Patients may soon be able to track their illness simply by drinking a solution containing millions of tiny electronic sensors disguised as bacteria, thanks to scientists who are designing circuits as small as our blood cells. Researchers from Imperial College London in the UK and Ecole Polytechnique Federale de Lausanne (EPFL) in France want to design ingestible microscopic sensors that can travel to diseased tissue in a patient’s body and send out a continuous stream of diagnostic data. Such technology seems now possible thanks to advancements in nanofabrication processes for integrated circuits.
Researchers showed how a complementary metal oxide semiconductor (CMOS) cube of around 10 micrometres on each side could theoretically be created. They hope to revolutionise diagnostic methods and give doctors a better understanding of diseases like cancer. “Today doctors give drugs to cancer patients and wait to see whether the tumour cells go away. But having continuous feedback on how the cells respond to a given treatment would be of unprecedented value,” said Sandro Carrara from EPFL. The microscopic sensors would be cube-shaped and have three complementary electrodes on their surfaces. After a patient swallows them, they would pass through the intestinal walls via the natural process of endocytosis.

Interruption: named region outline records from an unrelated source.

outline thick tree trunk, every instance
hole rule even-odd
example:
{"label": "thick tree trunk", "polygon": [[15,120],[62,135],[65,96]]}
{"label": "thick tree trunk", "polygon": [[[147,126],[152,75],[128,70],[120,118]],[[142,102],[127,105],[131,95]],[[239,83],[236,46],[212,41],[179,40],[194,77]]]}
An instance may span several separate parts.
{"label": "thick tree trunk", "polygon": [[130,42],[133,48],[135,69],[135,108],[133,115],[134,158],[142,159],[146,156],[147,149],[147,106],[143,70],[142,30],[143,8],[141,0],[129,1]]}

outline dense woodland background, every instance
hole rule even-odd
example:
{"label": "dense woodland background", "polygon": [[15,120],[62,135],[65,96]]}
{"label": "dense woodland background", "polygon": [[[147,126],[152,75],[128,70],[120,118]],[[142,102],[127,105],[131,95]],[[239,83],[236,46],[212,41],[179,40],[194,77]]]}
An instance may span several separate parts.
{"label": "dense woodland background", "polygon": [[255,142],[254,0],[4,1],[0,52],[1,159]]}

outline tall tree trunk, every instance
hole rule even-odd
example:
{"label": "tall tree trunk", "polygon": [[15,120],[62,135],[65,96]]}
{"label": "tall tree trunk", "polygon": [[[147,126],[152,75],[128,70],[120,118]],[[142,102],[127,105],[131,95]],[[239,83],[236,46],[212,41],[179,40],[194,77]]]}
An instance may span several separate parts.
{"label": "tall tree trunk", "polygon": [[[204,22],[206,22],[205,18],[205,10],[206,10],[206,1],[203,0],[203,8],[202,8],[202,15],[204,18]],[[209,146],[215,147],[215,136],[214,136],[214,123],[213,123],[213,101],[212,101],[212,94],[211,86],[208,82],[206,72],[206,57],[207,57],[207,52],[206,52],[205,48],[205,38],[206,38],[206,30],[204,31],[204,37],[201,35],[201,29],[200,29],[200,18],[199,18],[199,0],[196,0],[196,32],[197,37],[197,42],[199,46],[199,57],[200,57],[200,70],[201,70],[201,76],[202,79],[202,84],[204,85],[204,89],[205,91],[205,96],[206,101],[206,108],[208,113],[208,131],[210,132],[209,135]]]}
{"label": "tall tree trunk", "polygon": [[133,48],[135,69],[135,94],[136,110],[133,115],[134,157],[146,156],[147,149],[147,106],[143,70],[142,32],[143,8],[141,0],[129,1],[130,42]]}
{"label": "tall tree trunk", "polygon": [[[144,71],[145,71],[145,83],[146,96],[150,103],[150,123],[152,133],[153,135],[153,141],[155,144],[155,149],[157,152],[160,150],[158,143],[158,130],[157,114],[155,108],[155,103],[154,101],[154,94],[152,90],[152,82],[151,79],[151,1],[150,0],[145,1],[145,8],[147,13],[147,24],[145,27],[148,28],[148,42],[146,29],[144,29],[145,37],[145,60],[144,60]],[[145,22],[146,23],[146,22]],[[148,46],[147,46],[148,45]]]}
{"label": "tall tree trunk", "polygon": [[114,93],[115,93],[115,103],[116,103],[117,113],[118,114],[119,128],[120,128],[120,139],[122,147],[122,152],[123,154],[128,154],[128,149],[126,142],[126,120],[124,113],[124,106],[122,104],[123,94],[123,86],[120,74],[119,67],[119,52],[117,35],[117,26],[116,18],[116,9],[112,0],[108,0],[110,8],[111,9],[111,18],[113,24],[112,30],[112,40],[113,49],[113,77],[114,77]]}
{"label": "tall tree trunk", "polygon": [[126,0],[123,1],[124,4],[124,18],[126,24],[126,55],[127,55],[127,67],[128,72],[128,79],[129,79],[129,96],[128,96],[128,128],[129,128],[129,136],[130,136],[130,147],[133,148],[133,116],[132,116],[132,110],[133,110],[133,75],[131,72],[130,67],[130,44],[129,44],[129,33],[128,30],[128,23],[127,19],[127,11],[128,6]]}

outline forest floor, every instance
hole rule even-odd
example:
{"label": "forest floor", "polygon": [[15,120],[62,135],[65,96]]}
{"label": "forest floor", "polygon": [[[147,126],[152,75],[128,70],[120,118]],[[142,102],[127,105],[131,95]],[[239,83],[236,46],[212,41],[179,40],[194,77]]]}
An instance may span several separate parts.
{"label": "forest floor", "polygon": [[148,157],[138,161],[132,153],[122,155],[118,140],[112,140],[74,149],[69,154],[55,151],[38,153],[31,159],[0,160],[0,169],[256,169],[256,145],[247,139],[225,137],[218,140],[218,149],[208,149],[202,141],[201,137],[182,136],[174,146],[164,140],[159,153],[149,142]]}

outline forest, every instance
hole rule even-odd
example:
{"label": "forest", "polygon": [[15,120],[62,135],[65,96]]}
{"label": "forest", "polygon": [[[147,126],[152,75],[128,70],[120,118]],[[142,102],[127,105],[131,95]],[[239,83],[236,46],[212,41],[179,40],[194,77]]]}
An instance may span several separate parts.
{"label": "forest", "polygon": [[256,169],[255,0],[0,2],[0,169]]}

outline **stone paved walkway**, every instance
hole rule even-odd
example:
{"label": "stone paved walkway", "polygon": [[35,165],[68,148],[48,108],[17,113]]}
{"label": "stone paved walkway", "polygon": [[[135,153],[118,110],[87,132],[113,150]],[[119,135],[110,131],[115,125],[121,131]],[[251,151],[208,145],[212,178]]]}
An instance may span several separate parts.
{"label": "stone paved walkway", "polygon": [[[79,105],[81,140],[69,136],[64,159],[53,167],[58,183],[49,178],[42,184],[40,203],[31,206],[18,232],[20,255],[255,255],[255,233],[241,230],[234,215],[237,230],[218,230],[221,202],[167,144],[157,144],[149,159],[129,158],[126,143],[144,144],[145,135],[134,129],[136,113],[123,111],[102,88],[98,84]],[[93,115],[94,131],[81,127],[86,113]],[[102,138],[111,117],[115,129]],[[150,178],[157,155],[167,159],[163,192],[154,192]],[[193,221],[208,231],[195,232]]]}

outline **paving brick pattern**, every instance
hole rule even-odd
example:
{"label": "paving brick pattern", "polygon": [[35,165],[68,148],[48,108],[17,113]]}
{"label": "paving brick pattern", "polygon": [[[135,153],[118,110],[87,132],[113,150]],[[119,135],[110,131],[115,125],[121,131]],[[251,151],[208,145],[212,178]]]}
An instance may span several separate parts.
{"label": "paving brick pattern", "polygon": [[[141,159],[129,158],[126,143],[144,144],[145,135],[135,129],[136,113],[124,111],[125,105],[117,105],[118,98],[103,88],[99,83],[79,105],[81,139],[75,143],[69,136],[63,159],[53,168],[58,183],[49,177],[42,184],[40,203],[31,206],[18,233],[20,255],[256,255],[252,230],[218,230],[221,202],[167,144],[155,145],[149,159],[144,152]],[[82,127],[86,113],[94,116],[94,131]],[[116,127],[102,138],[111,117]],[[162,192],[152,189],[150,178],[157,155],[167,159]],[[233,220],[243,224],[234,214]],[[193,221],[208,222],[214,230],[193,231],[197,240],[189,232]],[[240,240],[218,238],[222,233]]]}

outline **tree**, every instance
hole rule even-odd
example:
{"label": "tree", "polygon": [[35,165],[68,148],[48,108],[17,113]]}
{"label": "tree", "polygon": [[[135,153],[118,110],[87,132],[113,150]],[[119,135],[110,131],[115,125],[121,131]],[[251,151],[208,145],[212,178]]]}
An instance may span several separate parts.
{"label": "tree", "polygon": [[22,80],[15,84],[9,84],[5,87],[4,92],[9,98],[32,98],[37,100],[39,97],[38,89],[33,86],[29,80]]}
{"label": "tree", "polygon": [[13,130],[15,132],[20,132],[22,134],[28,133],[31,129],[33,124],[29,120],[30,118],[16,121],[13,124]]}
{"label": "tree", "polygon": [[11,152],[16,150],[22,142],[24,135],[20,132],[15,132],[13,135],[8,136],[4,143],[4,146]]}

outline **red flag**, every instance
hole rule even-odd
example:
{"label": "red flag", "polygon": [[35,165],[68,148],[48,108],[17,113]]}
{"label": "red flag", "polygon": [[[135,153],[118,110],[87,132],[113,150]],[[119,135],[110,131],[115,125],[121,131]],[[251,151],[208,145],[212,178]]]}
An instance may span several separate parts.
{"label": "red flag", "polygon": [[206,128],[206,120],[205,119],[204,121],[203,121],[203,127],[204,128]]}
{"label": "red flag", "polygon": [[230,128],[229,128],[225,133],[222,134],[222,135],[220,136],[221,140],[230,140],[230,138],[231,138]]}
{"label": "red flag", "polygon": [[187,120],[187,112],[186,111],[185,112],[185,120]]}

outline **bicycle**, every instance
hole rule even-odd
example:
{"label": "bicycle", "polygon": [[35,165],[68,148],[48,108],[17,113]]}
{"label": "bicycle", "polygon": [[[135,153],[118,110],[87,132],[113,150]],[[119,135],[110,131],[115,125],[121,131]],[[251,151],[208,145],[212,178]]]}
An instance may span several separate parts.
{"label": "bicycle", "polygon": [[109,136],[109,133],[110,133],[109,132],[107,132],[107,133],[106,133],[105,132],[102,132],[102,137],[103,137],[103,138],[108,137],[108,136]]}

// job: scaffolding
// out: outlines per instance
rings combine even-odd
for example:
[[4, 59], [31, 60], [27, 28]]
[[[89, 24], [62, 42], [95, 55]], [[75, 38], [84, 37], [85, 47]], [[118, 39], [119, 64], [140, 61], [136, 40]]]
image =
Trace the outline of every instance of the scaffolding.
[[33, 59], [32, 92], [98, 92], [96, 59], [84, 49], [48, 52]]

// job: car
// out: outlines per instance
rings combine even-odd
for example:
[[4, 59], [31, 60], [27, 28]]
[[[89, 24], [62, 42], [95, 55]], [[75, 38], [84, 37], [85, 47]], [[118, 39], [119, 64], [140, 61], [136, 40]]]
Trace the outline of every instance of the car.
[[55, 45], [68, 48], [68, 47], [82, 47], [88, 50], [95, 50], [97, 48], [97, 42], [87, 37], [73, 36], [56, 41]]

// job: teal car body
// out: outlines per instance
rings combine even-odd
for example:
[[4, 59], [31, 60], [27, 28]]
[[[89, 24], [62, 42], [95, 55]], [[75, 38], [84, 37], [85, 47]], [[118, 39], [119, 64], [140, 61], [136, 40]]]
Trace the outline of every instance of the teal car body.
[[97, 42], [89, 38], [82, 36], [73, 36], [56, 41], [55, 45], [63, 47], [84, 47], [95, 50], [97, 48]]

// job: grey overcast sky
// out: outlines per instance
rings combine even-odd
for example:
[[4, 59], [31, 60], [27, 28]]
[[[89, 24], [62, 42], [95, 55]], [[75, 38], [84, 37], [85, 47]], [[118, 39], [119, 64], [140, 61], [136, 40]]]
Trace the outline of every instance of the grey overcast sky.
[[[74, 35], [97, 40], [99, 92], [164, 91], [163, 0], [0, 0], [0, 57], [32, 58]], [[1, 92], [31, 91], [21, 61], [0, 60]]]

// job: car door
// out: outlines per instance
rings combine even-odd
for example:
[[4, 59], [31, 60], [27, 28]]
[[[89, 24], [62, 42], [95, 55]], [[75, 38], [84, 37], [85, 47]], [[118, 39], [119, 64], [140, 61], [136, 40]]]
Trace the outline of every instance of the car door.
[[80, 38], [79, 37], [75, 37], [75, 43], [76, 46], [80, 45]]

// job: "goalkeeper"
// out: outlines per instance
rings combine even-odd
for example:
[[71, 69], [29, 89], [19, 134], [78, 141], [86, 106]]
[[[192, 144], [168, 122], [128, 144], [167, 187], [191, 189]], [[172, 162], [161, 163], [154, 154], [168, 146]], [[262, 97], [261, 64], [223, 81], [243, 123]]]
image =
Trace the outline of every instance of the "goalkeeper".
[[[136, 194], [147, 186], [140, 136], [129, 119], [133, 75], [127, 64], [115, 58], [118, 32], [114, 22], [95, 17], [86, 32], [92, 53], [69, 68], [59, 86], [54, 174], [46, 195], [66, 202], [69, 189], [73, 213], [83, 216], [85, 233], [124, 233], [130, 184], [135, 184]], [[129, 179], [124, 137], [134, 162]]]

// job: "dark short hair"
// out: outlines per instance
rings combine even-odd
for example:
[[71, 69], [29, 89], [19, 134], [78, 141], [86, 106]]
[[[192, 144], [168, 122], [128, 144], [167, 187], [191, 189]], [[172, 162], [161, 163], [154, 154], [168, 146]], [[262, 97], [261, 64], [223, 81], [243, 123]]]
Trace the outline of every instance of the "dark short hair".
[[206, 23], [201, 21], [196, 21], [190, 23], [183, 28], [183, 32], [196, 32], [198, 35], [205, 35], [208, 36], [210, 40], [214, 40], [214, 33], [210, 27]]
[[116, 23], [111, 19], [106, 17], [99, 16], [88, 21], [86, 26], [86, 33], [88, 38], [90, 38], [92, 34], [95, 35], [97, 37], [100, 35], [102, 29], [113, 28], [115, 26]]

However, that process can happen only if the patient’s body thinks the sensors are bacteria or red blood cells. So the scientists plan to cover the sensors with a special coating and shrink them to 10 micrometres on each side. Once the sensors enter the bloodstream, they would travel to the affected area and attach to diseased cells using targeted ligands such as antibodies. From there they could track the disease’s progress.
The sensors would act like spies, supplying information on a cancer cell’s metabolism, for example, or on the local concentration of a drug that had been administered. “The electrodes on the sensors’ surfaces would be able to identify the right protein or drug molecule they come into contact with because each type of molecule would alter the current in a different way,” said Carrara.
The data would be collected using a wireless energy transmission system. “An electromagnetic field or ultrasound waves would be generated outside a patient’s body to charge the sensors and collect data. The sensors won’t contain batteries,” said Carrara.
To flesh out their idea, the scientists drew from concrete examples in the literature, such as glucose sensors of around 10 micrometres that use CMOS circuits, and a simple glucose sensor with a diameter of just 2.5 micrometres. A 10 millimetres telemetric diagnostic device that is covered with a biocompatible epoxy resin was successfully already tested on mice in 2016.
However, the research team still has considerable hurdles to overcome. First, the scientists must shrink the sensors to below 10 micrometres on each side, so that they are about the same size as red blood cells. Then they will have to demonstrate the feasibility of both their technology and the charging system.
The scientists believe the sensors could be easily eliminated from a patient’s body, either when a tumour itself is removed or, if it turns out there is no diseased tissue, then through the patient’s urine or stool. However, it is still too early to know whether these minuscule sensors would have any side effects on the body, researchers said.